Let’s download minute data and adjust them. Minute data do not have dividends, so we will not adjust dividends here (function in default doesn’t adjust dividends). A simple query to download minute data in csv format (also for historical minute data, see the Alpha Vantage documentation). You can notice that there is slice=year{}month{} in the query, which we format as year1month1 to get the most recent data. Alpha Vantage gives maximum one month data per one query and up to 2 years of history. So the previous month would be year1month2, this month in the previous year would be year2month1, and so on. Note that depending on the date you are downloading the data, the event could be older than one month.

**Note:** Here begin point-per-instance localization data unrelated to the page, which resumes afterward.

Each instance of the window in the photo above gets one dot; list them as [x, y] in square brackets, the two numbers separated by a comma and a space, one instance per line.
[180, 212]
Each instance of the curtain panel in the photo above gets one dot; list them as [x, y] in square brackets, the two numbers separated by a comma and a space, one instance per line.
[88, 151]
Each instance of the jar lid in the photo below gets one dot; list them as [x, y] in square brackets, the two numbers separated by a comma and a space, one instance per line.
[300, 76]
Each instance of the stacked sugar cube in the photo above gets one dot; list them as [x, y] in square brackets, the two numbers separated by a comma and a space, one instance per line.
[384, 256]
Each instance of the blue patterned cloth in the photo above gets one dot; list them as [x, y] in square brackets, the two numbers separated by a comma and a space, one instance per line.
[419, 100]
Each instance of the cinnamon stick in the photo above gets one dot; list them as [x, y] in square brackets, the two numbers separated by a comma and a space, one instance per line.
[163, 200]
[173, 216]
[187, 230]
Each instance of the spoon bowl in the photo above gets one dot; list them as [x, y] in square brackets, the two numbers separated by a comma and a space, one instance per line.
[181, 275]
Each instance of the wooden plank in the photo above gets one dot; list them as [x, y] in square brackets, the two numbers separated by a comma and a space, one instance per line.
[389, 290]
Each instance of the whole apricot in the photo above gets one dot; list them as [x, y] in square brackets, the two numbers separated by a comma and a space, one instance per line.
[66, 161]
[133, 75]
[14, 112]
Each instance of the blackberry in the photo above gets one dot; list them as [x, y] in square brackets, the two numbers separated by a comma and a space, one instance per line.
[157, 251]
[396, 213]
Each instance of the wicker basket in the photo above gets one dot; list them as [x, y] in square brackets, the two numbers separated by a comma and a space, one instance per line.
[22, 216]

You can check if the prices are adjusted correctly by downloading adjusted prices by setting adjusted=true.
download_file = 'https://www.alphavantage.co/query?function=TIME_SERIES_INTRADAY_EXTENDED&function=TIME_SERIES_INTRADAY_EXTENDED&symbol={}&interval=1min&slice=year{}month{}&adjusted=false&apikey=YourAPIkey' # change to your API key
df = pd.read_csv(download_file.format('AAPL', 1, 1))
# note that time of making this query was after the split, Sep 2020
df = df.set_index('time')
df = df.sort_index()
df[df.index < '2020-08-31 04:03:00'].tail()
We can see the split in the table when the price decreased from 501.98 USD to 128 USD, which was pre-market open on Aug 31. But our minute data don’t have a split coefficient, so we merge it with the coefficient (which is on daily data, so it is at time 00:00:00).
df = df.merge(daily[['split coefficient']], left_index=True,
right_index=True, how='outer')
# fill split NaN values with 1 (because of cumulative product)
df['split coefficient'] = df['split coefficient'].fillna(1)
df[df.index < '2020-08-31 04:03:00'].tail()
open | high | low | close | volume | split coefficient | |
---|---|---|---|---|---|---|
2020-08-28 19:59:00 | 501.73 | 501.73 | 501.65 | 501.65 | 1683.0 | 1.0 |
2020-08-28 20:00:00 | 501.80 | 502.00 | 501.71 | 501.98 | 8239.0 | 1.0 |
2020-08-31 00:00:00 | NaN | NaN | NaN | NaN | NaN | 4.0 |
2020-08-31 04:01:00 | 128.00 | 137.29 | 125.60 | 126.00 | 61664.0 | 1.0 |
2020-08-31 04:02:00 | 126.92 | 127.00 | 126.00 | 126.50 | 16918.0 | 1.0 |
Apply our function and have a look at the result.
dfa = calculate_adjusted(df)
dfa[dfa.index < '2020-08-31 04:03:00'].tail()
open | high | low | close | volume | split coefficient | adj_open | adj_high | adj_low | adj_close | adj_volume | |
---|---|---|---|---|---|---|---|---|---|---|---|
2020-08-28 19:59:00 | 501.73 | 501.73 | 501.65 | 501.65 | 1683.0 | 1.0 | 125.4325 | 125.4325 | 125.4125 | 125.4125 | 6732.0 |
2020-08-28 20:00:00 | 501.80 | 502.00 | 501.71 | 501.98 | 8239.0 | 1.0 | 125.4500 | 125.5000 | 125.4275 | 125.4950 | 32956.0 |
2020-08-31 00:00:00 | NaN | NaN | NaN | NaN | NaN | 4.0 | NaN | NaN | NaN | NaN | NaN |
2020-08-31 04:01:00 | 128.00 | 137.29 | 125.60 | 126.00 | 61664.0 | 1.0 | 128.0000 | 137.2900 | 125.6000 | 126.0000 | 61664.0 |
2020-08-31 04:02:00 | 126.92 | 127.00 | 126.00 | 126.50 | 16918.0 | 1.0 | 126.9200 | 127.0000 | 126.0000 | 126.5000 | 16918.0 |
Adjusted prices are prepared, and you can fully use them in your backtests. We used only built-in pandas functions, so it calculates reasonably fast for a more extended history of one-minute data or even one-second data. Do your price adjusting is very important if you store the data in the original form; most brokers also provide original data without splitting dates and coefficients.